On Oct. 9, 2021, they were wed at Ridgeland Mansion and photographed by Rebecca Barger — the only vendors chosen before they had canceled their original date.

“I wanted people who never knew each other sitting together; instead, we had to seat by family,” Lansie said. “We required everyone to be vaccinated. And we gave everyone wristbands — red, yellow, or green — to indicate how comfortable they were with hugging or being near others.”

Friends of the couple arranged flowers that were a gift from the bride’s uncle. Cosmo Baker — a friend from the dog park who happens to be a renowned DJ — agreed to play the reception.

Before anyone had heard of COVID-19, Lansie had chosen a fairly traditional wedding dress. In spring 2020, just before everything shut down, the couple walked by Carolyn Zinni on the way back from brunch and saw a spangled, beaded jumpsuit in the window. “Oh my God!” said Lansie. Go buy it, said Andrew.

Lansie’s brother, David, walked her down the aisle. Andrew’s father, Paul, was his best man. Friend and pastor the Rev. David Norse led them through their vows. Afterward, the couple and their guests danced back up the aisle as Snacktime Philly played “Skokiaan,” the song that plays at the end of The Impostors as the cast dances off set. Andrew made an instructional video for everyone to watch ahead of time.

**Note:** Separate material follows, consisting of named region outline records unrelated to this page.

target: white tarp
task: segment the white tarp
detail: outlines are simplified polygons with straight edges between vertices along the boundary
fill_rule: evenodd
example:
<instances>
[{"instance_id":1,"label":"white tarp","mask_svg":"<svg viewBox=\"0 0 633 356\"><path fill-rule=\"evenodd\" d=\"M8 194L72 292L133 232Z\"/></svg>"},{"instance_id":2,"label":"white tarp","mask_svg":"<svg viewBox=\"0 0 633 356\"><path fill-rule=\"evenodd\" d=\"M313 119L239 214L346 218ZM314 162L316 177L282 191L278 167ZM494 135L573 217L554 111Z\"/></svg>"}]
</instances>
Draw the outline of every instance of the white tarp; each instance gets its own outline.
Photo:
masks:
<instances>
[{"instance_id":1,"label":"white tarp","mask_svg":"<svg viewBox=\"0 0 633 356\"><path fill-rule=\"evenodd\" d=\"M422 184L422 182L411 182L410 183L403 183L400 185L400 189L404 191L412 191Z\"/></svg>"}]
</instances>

Several people asked the couple to share the contact info of a person they had met during the wedding. “People walked away with new friends, and the fact that we achieved that in a global pandemic, we really had everything we wanted, even if almost none of it happened the way we had hoped,” Andrew said.

What’s next

The couple hopes to one day be able to safely honeymoon in Japan. They had hoped to own a house by now, but with the real estate market on fire have opted to keep saving for their dream home, with a big garden and places to forage for Lansie, a big kitchen for Andrew’s bread baking, and a huge backyard with room for a whole bunch of dogs and other people’s kids. “We want to be the cool aunt and uncle that all of our friends send their kids to for the weekend,” Lansie said.